Assume that there are two workers and three links to check, say bar.org/x
, bar.org/y
and foo.org
. The queue may look like Q = ['bar.org/x', 'foo.org', 'bar.org/y']
. Then, Worker 1 and Worker 2 would check Q[0]
and Q[1]
simultaneously. If Worker 2 finishes before Worker 1, then Worker 1 checks Q[2]
. Ideally, it would have been better to let Worker 1 check that link since this would not have needed a new Session to be opened.
Since the links to check are known before checking anything, one can first pre-process them so that and reorganize them as follows:
- Each link is group by its domain so that a single session can check multiple links within the same domain without having to re-open a TCP connection each time.
- Links that are "standalone" are checked at the end (or at the beginning) or by a standalone worker (only responsible for that). When the other workers are done and don't have "bulk" links to check anymore, they will help that standalone worker.
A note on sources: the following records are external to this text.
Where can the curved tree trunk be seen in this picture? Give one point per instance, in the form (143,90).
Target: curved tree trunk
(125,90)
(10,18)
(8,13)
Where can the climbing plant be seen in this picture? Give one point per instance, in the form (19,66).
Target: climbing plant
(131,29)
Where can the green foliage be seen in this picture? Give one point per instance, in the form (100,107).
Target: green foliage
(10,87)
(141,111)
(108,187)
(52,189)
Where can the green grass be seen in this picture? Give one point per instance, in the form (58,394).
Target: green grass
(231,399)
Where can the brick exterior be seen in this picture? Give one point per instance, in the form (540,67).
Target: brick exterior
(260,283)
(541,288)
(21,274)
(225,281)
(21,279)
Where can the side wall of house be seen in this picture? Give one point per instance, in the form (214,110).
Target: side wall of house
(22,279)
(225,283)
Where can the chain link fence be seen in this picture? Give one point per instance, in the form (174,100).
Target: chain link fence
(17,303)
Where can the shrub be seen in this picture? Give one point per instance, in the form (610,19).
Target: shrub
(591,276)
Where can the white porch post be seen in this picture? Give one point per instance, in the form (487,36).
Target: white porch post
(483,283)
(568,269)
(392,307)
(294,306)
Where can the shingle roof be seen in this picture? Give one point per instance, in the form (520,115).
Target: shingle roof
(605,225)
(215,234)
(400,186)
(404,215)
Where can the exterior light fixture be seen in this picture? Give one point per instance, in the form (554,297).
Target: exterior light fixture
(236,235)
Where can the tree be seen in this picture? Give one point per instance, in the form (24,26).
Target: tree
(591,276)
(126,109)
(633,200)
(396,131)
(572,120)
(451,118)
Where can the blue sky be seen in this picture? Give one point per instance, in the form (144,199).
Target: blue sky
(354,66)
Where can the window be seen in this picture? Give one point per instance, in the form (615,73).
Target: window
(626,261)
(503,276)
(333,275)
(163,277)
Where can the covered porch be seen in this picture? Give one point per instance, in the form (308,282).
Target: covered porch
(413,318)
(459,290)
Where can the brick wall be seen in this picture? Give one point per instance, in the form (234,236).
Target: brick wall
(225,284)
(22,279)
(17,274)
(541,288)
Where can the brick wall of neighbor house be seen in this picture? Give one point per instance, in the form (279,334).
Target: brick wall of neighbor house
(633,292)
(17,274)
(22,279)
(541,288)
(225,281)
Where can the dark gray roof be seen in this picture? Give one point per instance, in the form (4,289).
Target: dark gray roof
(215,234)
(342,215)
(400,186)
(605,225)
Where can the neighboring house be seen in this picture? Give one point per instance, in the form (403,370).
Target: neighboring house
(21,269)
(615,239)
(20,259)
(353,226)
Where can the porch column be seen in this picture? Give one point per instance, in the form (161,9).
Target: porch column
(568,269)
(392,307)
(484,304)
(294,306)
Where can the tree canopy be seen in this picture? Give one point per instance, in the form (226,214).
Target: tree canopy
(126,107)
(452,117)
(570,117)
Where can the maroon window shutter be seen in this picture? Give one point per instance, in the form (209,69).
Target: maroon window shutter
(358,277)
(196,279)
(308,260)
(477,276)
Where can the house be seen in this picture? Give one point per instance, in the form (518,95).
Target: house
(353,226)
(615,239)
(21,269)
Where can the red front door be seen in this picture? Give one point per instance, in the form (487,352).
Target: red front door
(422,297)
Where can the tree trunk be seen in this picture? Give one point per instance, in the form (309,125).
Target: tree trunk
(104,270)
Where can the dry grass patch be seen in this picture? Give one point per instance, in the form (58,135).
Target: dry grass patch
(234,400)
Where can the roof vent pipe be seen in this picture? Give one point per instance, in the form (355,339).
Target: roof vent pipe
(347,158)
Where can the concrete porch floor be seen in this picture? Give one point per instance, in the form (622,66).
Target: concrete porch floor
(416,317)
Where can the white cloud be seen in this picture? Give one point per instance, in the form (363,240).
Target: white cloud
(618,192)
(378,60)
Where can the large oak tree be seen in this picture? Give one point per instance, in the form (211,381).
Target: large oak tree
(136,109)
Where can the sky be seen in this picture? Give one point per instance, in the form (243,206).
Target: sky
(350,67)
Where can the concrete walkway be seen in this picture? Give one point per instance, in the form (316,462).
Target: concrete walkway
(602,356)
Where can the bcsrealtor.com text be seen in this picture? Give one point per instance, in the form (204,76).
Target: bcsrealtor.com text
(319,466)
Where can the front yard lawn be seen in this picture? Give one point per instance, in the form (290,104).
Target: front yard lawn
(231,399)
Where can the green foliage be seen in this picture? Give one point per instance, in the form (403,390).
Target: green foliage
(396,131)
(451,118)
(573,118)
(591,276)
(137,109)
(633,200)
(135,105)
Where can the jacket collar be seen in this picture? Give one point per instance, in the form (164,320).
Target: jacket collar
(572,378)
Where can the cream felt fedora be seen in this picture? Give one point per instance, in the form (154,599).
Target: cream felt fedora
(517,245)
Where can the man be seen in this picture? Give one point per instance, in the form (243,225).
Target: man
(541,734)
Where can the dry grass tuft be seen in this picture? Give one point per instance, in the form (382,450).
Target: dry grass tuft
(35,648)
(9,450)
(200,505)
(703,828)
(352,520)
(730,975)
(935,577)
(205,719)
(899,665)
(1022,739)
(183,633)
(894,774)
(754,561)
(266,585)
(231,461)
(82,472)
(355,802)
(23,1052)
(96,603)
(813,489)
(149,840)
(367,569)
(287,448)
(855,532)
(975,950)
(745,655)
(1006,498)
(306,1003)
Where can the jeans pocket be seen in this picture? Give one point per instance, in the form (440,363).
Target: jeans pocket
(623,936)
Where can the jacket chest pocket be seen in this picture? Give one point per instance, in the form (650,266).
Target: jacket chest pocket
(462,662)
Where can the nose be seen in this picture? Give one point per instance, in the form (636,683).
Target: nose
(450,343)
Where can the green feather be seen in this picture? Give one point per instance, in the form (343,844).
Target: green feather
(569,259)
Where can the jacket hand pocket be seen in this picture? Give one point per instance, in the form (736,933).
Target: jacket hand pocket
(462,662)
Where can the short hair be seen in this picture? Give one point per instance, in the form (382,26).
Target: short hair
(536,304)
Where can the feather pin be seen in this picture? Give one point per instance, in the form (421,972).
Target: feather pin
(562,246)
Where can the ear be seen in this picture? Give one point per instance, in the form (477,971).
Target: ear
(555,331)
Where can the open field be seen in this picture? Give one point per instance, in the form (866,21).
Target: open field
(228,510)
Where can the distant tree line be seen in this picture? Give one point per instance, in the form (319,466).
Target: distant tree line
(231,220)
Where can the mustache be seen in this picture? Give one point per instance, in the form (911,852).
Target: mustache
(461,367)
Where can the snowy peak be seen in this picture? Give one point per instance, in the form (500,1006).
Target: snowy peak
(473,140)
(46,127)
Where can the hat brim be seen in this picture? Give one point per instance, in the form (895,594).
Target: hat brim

- Worker 1 to n-1 process together the links of the first domain. If one worker is done before the others, they would help the standalone worker processing the standalone links. Otherwise, they move to processing the other domains and their links.
- Links within a domain should be dispatched to multiple workers if we don't end-up with n-1 workers processing a single link. Like, if I have 5 workers and 5 links of the same domain to process, it's probably more efficient to only use 2 workers instead of 5 since we would have opened only 2 TCP connections instead of 5. I think we should investigate hwo to properly split the chunks and delegate to the workers (and that's the most hard part of this feature IMHO).
Alternatively, we could assume that there are only a worker responsible for processing a domain and the others only help if there is nothing else to do. If there are 15 links for domain 1 and 5 links for domain 2, the flow is as follows:
t=0
--- Worker 1 processes links 1 to 5 of domain 1 and Worker 2 processes all links of domain 2.t=1
--- Worker 1 processes links 6 to 10 of domain 1 and Worker 2 processes links 11 to 15 of domain 1.
The idea is to balance as much as possible the blocks so that the number of TCP connections to open is as small as possible and there is no waiting time between two checks.
This feature has probably a very low priority because the implementation will not be trivial and we might need a PoC to know whether this is really worth implementing. For projects with many links of different domains, the current implementation is suitable but for projects using sphinx.ext.intersphinx
, this may be of interest. Still it is good to have an opened issue where we could discuss.